Monday, May 7
Mr. Victor Lledo, Senior Economist, International Monetary Fund
On May 7, 2018, the JVI hosted a public lecture on “Second Generation Fiscal Rules: Balancing Credibility, Flexibility, and Simplicity” by Victor Lledó, Senior Economist in the IMF Fiscal Affairs Department. The presentation was based on research Mr. Lledó carried out with colleagues Luc Eyraud, Xavier Debrun, Andrew Hodge, and Catherine Pattillo, which was published as an IMF Staff Discussion Note.
The purposes of the research were to (1) revisit the case for fiscal rules in light of experience, (2) examine how developments since the global financial crisis (GFC) led to a new generation of rules, and (3) contribute to current debate on the topic.
The main goals of fiscal rules are to commit policymakers to fiscal sustainability, enhance transparency, and signal to financial markets the course of fiscal policy. Rules can also have a political function by catalyzing agreement on sound fiscal strategies. Though today more than 90 countries use them, fiscal rules are often criticized for being too rigid and complicated and for having a poor compliance record.
Mr. Lledó posited that, to be effective, fiscal rules should have three properties: simplicity, flexibility, and enforceability. However, these properties are difficult to achieve simultaneously, and countries designing a rule struggle to find the right balance.
Post-GFC reforms have made rules more flexible by, for example, adding escape clauses. The reforms have also made the rules easier to enforce, by introducing independent fiscal councils, broader sanctions, and correction mechanisms. However, these innovations have made fiscal rules more complicated to administer, although there has been moderate progress in achieving compliance.
Mr. Lledó and his co-authors examined the effectiveness of rules by looking at how well they reduce deficits. Their findings suggest that there is no universal impact: the effectiveness of a rule depends on how it was designed and varies by country and by the type of rule. Designing a successful rule needs to take into account broad economic and institutional coverage, good calibration, well-designed escape clauses, effective supporting institutions—plus sound public financial management and political buy-in.
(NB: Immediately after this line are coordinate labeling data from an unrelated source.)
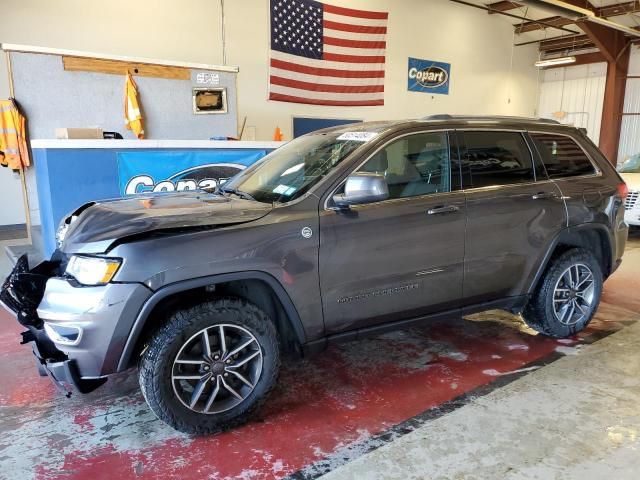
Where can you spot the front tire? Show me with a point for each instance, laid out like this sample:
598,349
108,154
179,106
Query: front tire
568,295
210,366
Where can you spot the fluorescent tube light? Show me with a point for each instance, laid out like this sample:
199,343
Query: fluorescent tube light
555,61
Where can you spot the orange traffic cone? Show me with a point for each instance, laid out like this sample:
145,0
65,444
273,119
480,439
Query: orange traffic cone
277,135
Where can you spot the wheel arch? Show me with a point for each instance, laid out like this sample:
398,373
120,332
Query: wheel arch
592,237
259,287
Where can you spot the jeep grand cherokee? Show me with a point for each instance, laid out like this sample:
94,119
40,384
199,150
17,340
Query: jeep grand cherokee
337,234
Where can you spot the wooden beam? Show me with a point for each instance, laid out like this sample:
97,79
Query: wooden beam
116,67
605,12
615,47
610,42
618,9
503,6
536,25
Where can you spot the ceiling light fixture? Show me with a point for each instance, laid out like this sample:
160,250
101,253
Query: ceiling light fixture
551,62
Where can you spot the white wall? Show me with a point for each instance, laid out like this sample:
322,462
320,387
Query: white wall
477,44
579,92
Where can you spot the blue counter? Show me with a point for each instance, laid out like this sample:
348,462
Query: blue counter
70,173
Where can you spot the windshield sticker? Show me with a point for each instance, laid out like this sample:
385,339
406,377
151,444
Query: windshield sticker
358,136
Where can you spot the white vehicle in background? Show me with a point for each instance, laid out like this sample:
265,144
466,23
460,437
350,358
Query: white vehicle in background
630,172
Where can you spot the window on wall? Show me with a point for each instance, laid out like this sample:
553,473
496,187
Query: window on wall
414,165
562,156
496,158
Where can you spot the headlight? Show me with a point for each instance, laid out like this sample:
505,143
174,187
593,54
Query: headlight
92,270
61,233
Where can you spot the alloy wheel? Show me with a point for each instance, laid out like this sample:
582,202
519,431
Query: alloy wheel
574,294
217,368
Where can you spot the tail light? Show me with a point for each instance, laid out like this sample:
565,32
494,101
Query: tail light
623,191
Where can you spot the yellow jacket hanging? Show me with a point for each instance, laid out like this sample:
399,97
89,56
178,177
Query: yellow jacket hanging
132,115
14,152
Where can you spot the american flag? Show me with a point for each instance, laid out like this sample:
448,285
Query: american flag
326,55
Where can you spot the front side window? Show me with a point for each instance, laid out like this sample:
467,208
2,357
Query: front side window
562,156
496,158
414,165
291,170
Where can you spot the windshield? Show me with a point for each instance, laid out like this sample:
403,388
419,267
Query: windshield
290,171
631,166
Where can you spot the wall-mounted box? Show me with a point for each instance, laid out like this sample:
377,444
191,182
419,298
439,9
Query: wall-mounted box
209,100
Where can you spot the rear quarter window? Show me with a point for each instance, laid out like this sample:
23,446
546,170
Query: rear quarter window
562,156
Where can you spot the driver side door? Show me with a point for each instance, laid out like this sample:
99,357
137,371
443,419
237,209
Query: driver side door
401,257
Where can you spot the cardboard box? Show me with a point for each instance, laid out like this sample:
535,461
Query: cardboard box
84,133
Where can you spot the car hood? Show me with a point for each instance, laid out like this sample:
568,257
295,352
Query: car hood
95,226
632,180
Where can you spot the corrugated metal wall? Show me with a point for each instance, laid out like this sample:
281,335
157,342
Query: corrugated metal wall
630,132
576,90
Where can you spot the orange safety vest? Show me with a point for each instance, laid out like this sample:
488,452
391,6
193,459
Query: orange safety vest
14,152
132,114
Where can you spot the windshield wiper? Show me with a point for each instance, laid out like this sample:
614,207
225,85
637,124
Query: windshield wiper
237,192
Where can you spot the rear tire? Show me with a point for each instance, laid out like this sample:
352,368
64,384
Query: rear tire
567,296
211,366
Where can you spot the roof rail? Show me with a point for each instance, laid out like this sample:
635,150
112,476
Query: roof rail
445,116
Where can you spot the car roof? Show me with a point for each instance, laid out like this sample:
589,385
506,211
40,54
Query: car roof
450,121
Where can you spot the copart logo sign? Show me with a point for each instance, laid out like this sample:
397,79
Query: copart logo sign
203,176
145,171
428,76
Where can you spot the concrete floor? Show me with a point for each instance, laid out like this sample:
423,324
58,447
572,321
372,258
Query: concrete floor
477,398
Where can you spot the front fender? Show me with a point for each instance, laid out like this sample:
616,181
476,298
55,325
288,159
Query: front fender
183,286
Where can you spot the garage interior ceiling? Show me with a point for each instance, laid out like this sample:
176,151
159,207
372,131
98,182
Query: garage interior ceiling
558,35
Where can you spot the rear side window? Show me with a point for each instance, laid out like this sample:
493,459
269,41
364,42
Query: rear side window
496,158
562,156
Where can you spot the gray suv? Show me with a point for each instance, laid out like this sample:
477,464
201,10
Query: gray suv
338,234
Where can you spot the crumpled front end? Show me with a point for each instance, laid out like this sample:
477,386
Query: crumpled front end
21,294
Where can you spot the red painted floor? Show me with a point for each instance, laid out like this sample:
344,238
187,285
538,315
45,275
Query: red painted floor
330,407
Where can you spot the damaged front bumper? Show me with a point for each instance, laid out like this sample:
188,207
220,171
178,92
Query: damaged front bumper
22,294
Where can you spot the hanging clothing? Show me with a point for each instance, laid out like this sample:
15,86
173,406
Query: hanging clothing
14,152
132,114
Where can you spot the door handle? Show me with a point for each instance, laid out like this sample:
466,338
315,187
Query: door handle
441,210
542,195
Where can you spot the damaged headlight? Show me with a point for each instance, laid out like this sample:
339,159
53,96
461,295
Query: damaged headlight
92,270
61,233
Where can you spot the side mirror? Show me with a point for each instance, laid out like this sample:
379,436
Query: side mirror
362,188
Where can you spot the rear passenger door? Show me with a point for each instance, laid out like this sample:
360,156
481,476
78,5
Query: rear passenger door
513,213
569,166
401,257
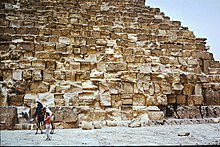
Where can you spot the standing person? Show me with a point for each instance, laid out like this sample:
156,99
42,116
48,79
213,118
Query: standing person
47,121
39,116
39,108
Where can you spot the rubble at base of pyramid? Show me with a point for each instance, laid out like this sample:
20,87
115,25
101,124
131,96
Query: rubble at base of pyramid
101,63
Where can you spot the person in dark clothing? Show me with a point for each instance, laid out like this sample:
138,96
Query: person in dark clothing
39,108
39,116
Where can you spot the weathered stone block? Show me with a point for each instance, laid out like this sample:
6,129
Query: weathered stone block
8,117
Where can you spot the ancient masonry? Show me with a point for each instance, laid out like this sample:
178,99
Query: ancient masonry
102,62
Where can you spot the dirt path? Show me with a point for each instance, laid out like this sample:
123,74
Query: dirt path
200,134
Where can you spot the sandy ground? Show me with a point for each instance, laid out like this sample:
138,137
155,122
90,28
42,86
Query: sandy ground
200,134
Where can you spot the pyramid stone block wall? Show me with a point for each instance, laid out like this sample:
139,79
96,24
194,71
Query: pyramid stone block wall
105,60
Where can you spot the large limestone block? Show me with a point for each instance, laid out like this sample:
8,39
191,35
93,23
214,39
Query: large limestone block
127,87
188,89
116,100
212,97
177,86
113,114
37,75
156,115
188,112
139,121
65,114
139,100
16,99
8,117
105,100
39,87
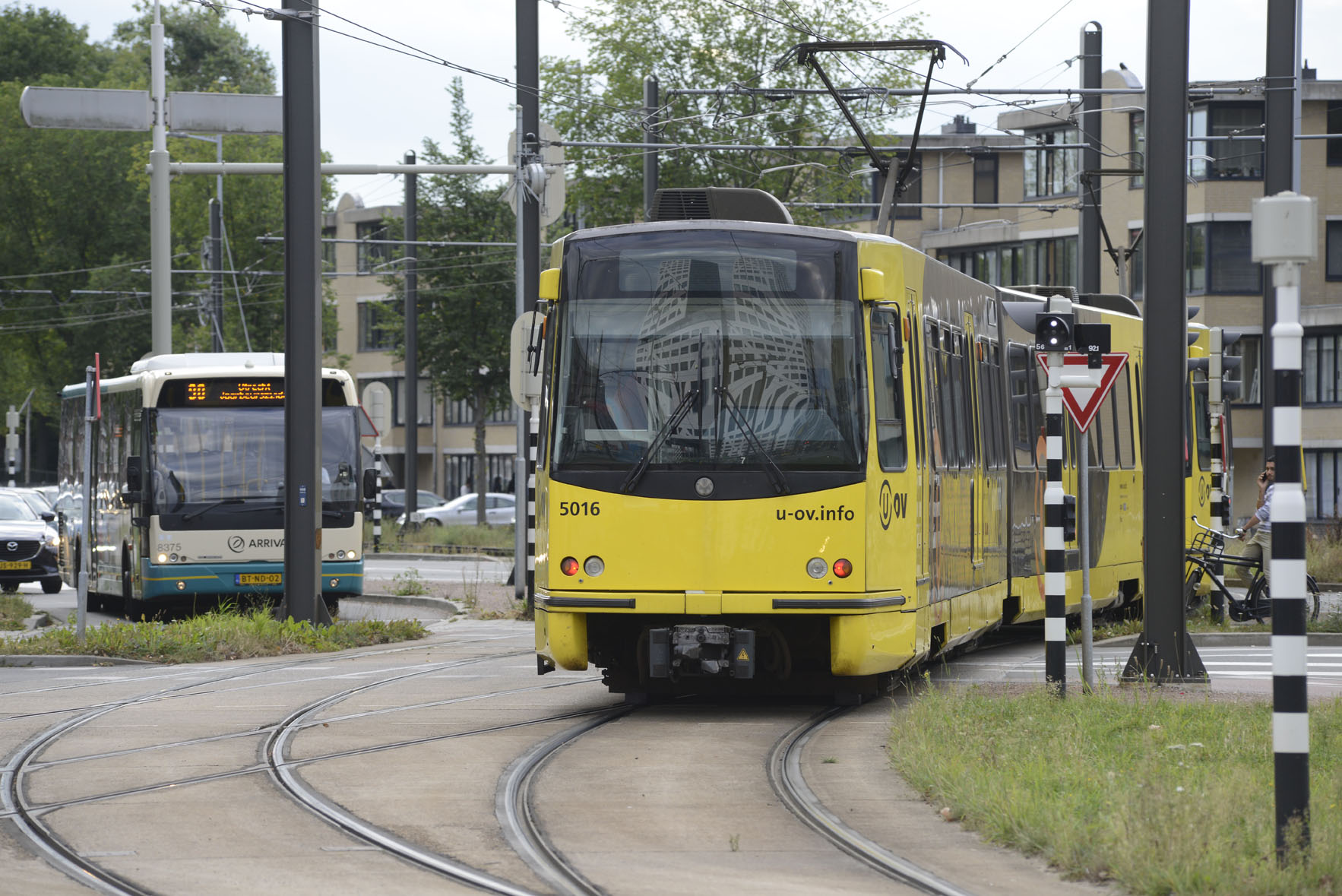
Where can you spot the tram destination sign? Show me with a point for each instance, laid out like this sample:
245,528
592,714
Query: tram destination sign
1084,403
In designing future fiscal rules, the authors suggested three general principles: (1) Fiscal frameworks should be designed and reformed as a whole, with the intention of establishing an explicit fiscal anchor, limiting the number of rules, and ensuring that the rules adopted are consistent. (2) To be resilient and credible, rules must be flexible, simple, and transparent. (3) Finally, countries should strive to reinforce compliance. Stronger incentives such as raising the reputational cost of breaches can make fiscal rules work politically.
At the Q&A session that followed Mr. Lledó’s presentation, the audience asked about the optimal balance between simplicity and flexibility in designing fiscal rules, and whether simple is always the best criterion for a rule. Many also raised concerns about political constraints, enforcement of rules, and the risks related to contingent liabilities. Mr. Lledó agreed that success stories are not always easy to find and are often time and context specific but warned that rules should not be solely judged by their compliance record. Empirical evidence shows that rules have proved to have an effect in containing excessive deficits even when not complied with. Nonetheless, he reiterated that if rules are to be more effective, better design, good calibration, and strong supporting institutions are imperative.
Asel Isakova, Economist, JVI
 There is no established definition of “second generation rules.” The authors define them as rules introduced since the Global Financial Crisis.